[R Course] R Basics

R Courses

Learn about the basics in R.

Thierry Warin https://warin.ca/aboutme.html (HEC Montréal and CIRANO (Canada))https://www.hec.ca/en/profs/thierry.warin.html
05-04-2019

Getting Help

Access the help files

To get help of a particular function, write “?” and the name of the function in your console and press enter.

?mean

To search the help files for a word or phrase, write in your console help.search() and in parenthesis the words you want between quotes.

help.search("weighted mean") 

To find help for a package, write in your console help(package = " ") and in quotes the package you want.

help(package = "dplyr")

You will see at the bottom right panel, the window labeled “Help” open and give you all the information you asked for.

More about an object

To get a summary of an object’s structure, write str() and in parenthesis the object you want.

str(iris)

To find the class an object belongs to, write class() and in parenthesis the object you want.

class(iris)

Working Directory

To find the current working directory (where inputs are found and outputs are sent), write in your console getwd(). You will get a path to the storage location of your document.

getwd()

To change the current working directory, write in your console setwd() and in parenthesis between quotes the path you want to save your file.

For Windows:

setwd(‘C://file/path’) 

For Mac OSX:

setwd(‘~/file/path’) 

Input and Output

Assignment

The simpler way to store a number is through an assignment. For example, here we assign the number 3 in a variable called “three”.

three <- 3

The “<-” tells R to take the number to the right of the symbol (here: 3) and store it in a variable whose name is given on the left (here: three).
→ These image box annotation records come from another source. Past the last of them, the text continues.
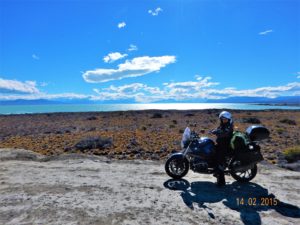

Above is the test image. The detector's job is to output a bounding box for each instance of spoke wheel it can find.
[165,155,189,179]
[230,165,257,182]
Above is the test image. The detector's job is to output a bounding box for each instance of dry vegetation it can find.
[0,110,300,163]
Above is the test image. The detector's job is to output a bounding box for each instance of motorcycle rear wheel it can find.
[230,164,257,182]
[165,155,189,179]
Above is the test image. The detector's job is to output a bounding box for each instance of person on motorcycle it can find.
[212,111,233,186]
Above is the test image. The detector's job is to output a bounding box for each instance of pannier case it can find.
[246,125,270,141]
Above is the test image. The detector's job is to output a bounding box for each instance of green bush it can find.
[283,145,300,163]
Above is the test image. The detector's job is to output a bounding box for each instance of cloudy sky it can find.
[0,0,300,102]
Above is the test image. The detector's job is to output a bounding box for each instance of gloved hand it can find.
[210,129,221,135]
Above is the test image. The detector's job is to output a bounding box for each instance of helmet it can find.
[219,111,232,120]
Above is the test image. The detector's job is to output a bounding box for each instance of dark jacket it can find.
[216,122,233,142]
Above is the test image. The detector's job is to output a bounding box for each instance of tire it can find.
[230,164,257,182]
[165,155,189,179]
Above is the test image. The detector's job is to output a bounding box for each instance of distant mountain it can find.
[206,96,300,105]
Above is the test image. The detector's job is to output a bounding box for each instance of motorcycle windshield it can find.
[181,127,191,148]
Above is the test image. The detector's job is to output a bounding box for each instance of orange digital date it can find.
[236,197,278,206]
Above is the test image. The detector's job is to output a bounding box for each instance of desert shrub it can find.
[184,113,195,117]
[86,116,98,120]
[151,112,162,119]
[283,145,300,163]
[242,117,261,124]
[74,137,112,150]
[276,128,285,134]
[279,119,297,125]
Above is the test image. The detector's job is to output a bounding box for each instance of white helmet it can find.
[219,111,232,120]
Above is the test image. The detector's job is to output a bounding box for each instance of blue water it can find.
[0,103,300,114]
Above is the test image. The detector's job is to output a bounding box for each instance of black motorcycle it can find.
[165,126,270,182]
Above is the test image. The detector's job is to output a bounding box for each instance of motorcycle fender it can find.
[168,152,185,159]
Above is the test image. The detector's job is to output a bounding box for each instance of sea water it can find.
[0,103,300,114]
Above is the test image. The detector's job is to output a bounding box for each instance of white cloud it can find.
[31,54,40,60]
[83,55,176,83]
[93,77,300,102]
[165,76,219,91]
[118,22,126,29]
[103,52,128,63]
[148,7,163,16]
[128,44,138,52]
[0,78,39,94]
[40,82,48,87]
[258,30,273,35]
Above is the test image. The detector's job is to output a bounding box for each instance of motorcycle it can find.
[165,126,270,182]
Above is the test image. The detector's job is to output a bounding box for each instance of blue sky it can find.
[0,0,300,102]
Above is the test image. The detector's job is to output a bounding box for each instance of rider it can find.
[212,111,233,186]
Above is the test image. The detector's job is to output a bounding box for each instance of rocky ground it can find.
[0,149,300,225]
[0,109,300,169]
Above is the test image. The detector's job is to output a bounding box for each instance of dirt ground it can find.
[0,149,300,225]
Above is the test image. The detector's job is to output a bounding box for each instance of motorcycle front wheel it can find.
[165,155,189,179]
[230,164,257,182]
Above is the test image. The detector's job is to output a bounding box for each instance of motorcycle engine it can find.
[190,157,208,172]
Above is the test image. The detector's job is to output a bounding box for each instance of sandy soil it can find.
[0,149,300,225]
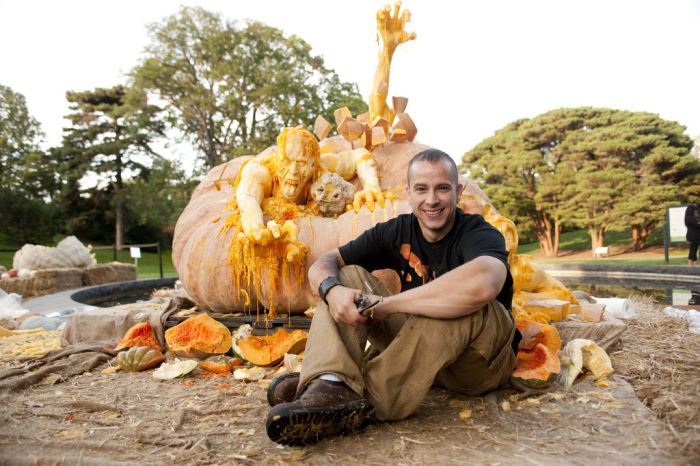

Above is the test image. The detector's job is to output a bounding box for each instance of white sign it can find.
[668,206,688,243]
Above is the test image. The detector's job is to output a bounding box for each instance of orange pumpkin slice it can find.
[114,322,163,351]
[238,329,309,366]
[510,343,561,391]
[515,319,561,354]
[165,313,231,357]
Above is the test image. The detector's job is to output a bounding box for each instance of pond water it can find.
[71,278,177,307]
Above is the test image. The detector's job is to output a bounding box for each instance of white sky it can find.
[0,0,700,171]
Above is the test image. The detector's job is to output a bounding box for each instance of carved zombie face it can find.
[277,128,319,203]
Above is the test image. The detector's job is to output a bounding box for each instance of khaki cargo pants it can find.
[299,265,516,420]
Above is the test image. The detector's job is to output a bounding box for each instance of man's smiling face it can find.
[407,160,461,242]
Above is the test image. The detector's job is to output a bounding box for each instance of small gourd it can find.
[117,346,165,372]
[515,319,561,354]
[559,338,613,387]
[199,355,243,374]
[114,322,163,351]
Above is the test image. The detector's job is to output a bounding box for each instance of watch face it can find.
[318,277,342,304]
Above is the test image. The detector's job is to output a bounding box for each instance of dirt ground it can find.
[0,301,700,465]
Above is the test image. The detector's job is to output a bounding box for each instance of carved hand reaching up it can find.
[377,2,416,54]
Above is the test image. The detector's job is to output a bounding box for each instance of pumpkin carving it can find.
[114,322,163,351]
[117,346,165,372]
[165,312,231,357]
[238,329,309,366]
[510,343,561,391]
[173,138,428,313]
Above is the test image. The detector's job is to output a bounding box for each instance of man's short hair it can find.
[406,149,459,187]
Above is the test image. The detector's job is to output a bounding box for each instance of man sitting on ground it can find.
[267,149,517,445]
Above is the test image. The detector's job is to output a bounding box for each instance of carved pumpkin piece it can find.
[238,329,309,366]
[165,313,231,357]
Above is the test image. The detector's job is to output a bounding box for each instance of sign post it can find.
[129,247,141,267]
[664,205,688,264]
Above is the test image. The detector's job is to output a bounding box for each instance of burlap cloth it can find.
[554,312,627,350]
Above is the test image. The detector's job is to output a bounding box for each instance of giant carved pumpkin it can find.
[173,142,428,312]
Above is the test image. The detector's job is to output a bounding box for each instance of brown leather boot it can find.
[267,372,299,406]
[265,379,374,445]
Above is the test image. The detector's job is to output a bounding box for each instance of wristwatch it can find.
[318,276,342,304]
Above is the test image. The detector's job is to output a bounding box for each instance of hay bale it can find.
[0,268,83,299]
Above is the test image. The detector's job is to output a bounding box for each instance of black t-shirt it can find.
[339,209,513,309]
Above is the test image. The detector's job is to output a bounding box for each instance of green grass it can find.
[532,255,688,265]
[518,228,688,265]
[518,228,664,255]
[0,246,177,278]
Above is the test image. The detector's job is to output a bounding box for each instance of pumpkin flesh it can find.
[510,343,561,390]
[165,313,231,357]
[238,329,309,366]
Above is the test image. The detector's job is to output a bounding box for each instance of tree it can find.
[559,109,700,250]
[462,107,700,255]
[132,7,367,168]
[0,84,43,189]
[62,85,163,248]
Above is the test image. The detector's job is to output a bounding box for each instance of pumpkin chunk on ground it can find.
[165,313,231,357]
[238,329,309,366]
[510,343,561,391]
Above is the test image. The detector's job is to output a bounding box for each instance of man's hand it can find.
[352,189,386,213]
[326,285,369,325]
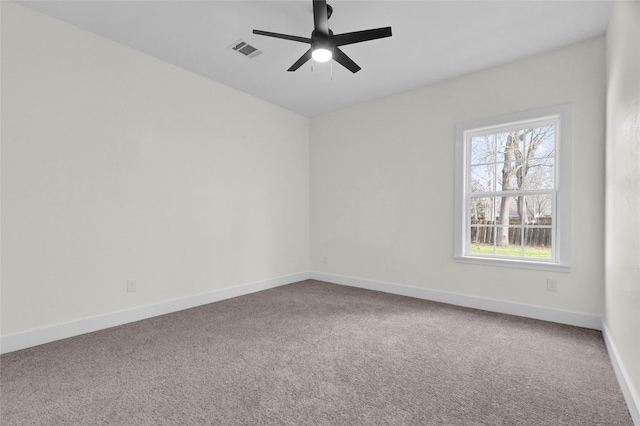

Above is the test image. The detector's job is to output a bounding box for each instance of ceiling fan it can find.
[253,0,391,73]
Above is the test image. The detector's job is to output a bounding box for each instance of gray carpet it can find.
[0,280,632,426]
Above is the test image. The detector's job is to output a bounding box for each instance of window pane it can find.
[496,231,522,257]
[524,226,553,259]
[469,197,495,225]
[497,161,522,191]
[523,195,553,226]
[495,197,524,247]
[469,164,496,192]
[523,126,556,159]
[471,135,496,164]
[469,225,494,255]
[523,158,555,189]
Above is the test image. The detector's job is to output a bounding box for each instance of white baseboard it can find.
[0,272,310,353]
[311,272,602,330]
[602,320,640,426]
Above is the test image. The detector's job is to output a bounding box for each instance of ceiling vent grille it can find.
[229,40,262,59]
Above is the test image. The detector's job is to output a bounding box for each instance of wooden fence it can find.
[471,217,552,247]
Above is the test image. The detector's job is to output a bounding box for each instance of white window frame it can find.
[454,104,572,272]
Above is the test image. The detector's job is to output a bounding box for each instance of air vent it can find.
[229,39,262,59]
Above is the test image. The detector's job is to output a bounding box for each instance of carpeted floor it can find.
[0,280,632,426]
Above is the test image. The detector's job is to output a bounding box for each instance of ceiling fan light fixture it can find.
[311,47,333,62]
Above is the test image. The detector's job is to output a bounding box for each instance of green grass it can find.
[471,243,551,259]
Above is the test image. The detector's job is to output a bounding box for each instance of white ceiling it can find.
[19,0,611,117]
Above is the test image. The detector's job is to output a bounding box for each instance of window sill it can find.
[453,256,571,273]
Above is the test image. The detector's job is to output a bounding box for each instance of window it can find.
[454,105,571,271]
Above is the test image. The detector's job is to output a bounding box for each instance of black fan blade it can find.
[253,30,311,44]
[333,47,362,74]
[333,27,391,46]
[313,0,329,35]
[287,49,311,71]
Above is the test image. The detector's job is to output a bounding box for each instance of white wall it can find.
[310,37,605,317]
[605,1,640,424]
[1,2,309,336]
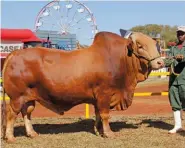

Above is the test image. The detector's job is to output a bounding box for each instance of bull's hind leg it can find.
[5,99,22,143]
[21,101,38,138]
[97,95,114,137]
[94,106,103,136]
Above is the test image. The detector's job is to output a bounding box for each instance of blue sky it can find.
[1,1,185,44]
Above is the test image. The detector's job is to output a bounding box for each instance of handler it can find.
[164,26,185,134]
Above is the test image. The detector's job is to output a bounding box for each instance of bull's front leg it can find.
[97,96,114,138]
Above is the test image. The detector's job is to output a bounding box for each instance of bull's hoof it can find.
[6,137,16,143]
[103,131,115,138]
[27,131,39,138]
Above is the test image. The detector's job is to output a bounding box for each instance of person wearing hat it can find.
[164,26,185,134]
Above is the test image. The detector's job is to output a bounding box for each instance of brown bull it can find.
[3,32,163,142]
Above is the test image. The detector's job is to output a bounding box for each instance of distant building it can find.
[35,30,76,50]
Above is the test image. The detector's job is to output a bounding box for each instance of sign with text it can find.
[0,43,23,53]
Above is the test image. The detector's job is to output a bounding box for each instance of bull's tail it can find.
[1,52,14,138]
[1,88,6,138]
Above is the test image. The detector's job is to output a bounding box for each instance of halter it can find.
[128,48,160,66]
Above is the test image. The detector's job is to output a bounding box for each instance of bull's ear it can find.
[119,29,132,39]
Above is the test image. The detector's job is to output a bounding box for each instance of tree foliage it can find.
[130,24,177,48]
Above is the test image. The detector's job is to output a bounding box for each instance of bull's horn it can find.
[119,29,132,39]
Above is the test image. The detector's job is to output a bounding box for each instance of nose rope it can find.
[128,49,160,64]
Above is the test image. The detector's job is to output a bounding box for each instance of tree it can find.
[130,24,177,48]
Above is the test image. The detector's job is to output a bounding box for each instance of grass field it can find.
[2,115,185,148]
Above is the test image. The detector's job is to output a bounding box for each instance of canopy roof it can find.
[1,28,41,43]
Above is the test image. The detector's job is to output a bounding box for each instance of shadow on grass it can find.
[140,119,173,130]
[15,119,138,137]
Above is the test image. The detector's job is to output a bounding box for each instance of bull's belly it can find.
[37,95,94,115]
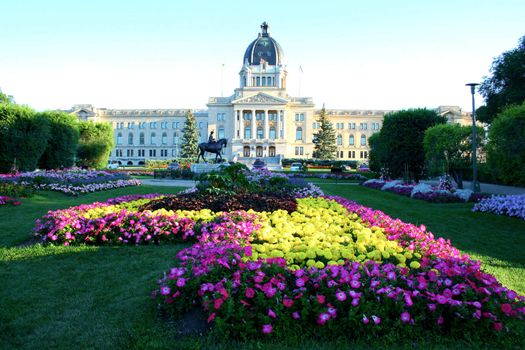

You can also use the “=” symbol instead of “<-”.

When you make an assignment R does not print out any information. If you want to see what value a variable has, just type the name of the variable on a line and press the cmd ⌘ + enter key.

three
[1] 3

If you want to store a list of numbers, the simpler way to do it is through an assignment using the c command.

The idea is that a list of numbers is stored under a given name, and the name is used to refer to the data. As an example, we can create a new variable, called “randomNumbers” which will contain the numbers 4, 2, 8, and 5:

randomNumbers <- c(4,2,8,5)

When you enter this command, you will see in the top right panel under the Environment tab, your vector “randomNumbers” created.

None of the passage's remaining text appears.